Lorenzo kills his father when the old man attempts to rape Julia, and makes himself king of Florence, driving away the churchmen and the elders. With Julia, he starts a reign of incessant partying and what goes as orgies on screen in 1919, getting the intertitles all in a tizzy about their immorality while the 2023 audience whistles a happy tune.
Only a hermit monk named Medardus or Franziskus (depending on which version of intertitles you watch this with, in any case played by the grandly gesturing Theodor Becker) sets himself against the horrors of people fucking. But Julia is so beautiful! And into weird looking monks! And still hot even when they visit hell together in a vision! So Medardus is set up for a bit of a fall, to be portrayed through ever more gesturing and bugging of eyes, of course. Though, to be fair, Becker is rather brilliantly in the scene in which he murders Lorenzo in cold blood. Eventually, God gets so annoyed by the scenes of people frolicking drunkenly, or perhaps the murder, he sends the plague in the direction of Florence.
Otto Rippert’s silent movie epic Die Pest in Florenz may not be an obvious choice as part of my October two-step of horror love on this blog, what with much of it being a historical costume drama with what I can’t help but read as a lot of high-handed conservative moralizing and hand-wringing. It does, however, contain quite a few seeds that would in the future grow into the dark woods of gothic horror on screen. Medardus’s vision of a hell that includes a river of writing bodies and a fire-breathing (one-headed) dog certainly belongs into the realm of the macabre, and there’s a sense of true eeriness surrounding the film’s deeply medieval personification of the plague as an emaciated figure strolling, sometimes dancing, while all around it its victims fall down in pains of death.
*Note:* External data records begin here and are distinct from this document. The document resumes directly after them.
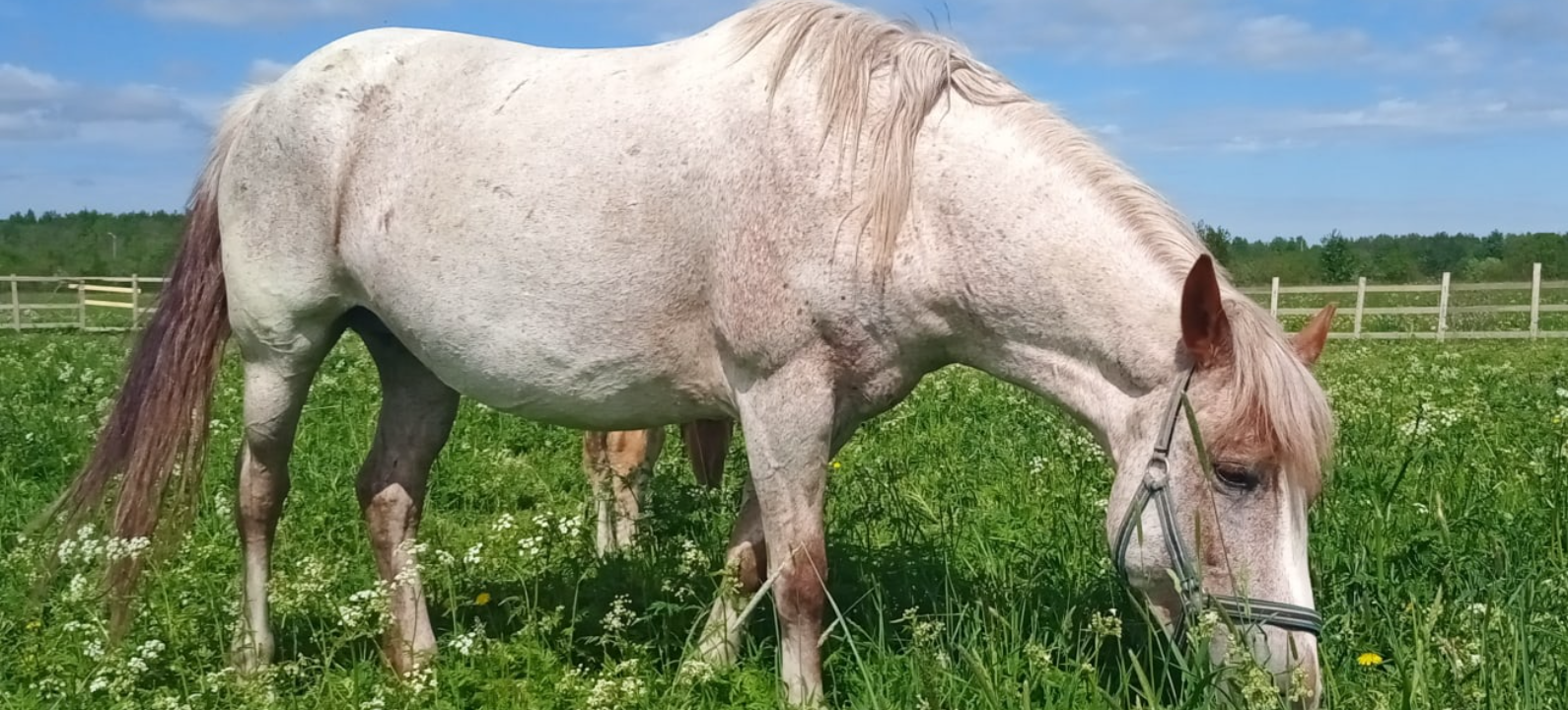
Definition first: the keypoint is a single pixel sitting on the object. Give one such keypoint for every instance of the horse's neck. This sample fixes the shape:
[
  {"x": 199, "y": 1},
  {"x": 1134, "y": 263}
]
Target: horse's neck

Medardus’s flight through the catacombs is another moment you’ll find repeated in different forms again and again in the future, as if writer Fritz Lang (in one of his last attempts at writing for someone else) had stumbled upon and scratched free some of the cornerstones of horror, but couldn’t quite bring himself to focus on them. An influence of the macabre was of course part of the zeitgeist of the 1910s and 1920s, so it might simply be Lang living in is time and place.
Parts of the film are often called an adaptation of Poe’s “Masque of the Red Death”, but really, there’s only a tiny bit of inspiration from the tale on screen when Medardus crashes Julia’s last party in a locked down Florence.
In general, there’s a mood of the eerie and the macabre running through the film particularly in its second half, a sense of supernatural doom hanging over its characters. Interestingly, Rippert realizes this mood without using many of the techniques of expressionism; Rippert is more of a naturalist, often positioning his astonishing number of bit players in large arrangements that amount to moving versions of picture puzzles, to be gawked at in the just as astonishing production design.
So, while this isn’t exactly a horror movie as we’ve come to know them, it is certainly of interest to anyone interested in the roots of the genre, like rather a lot of early silent movies.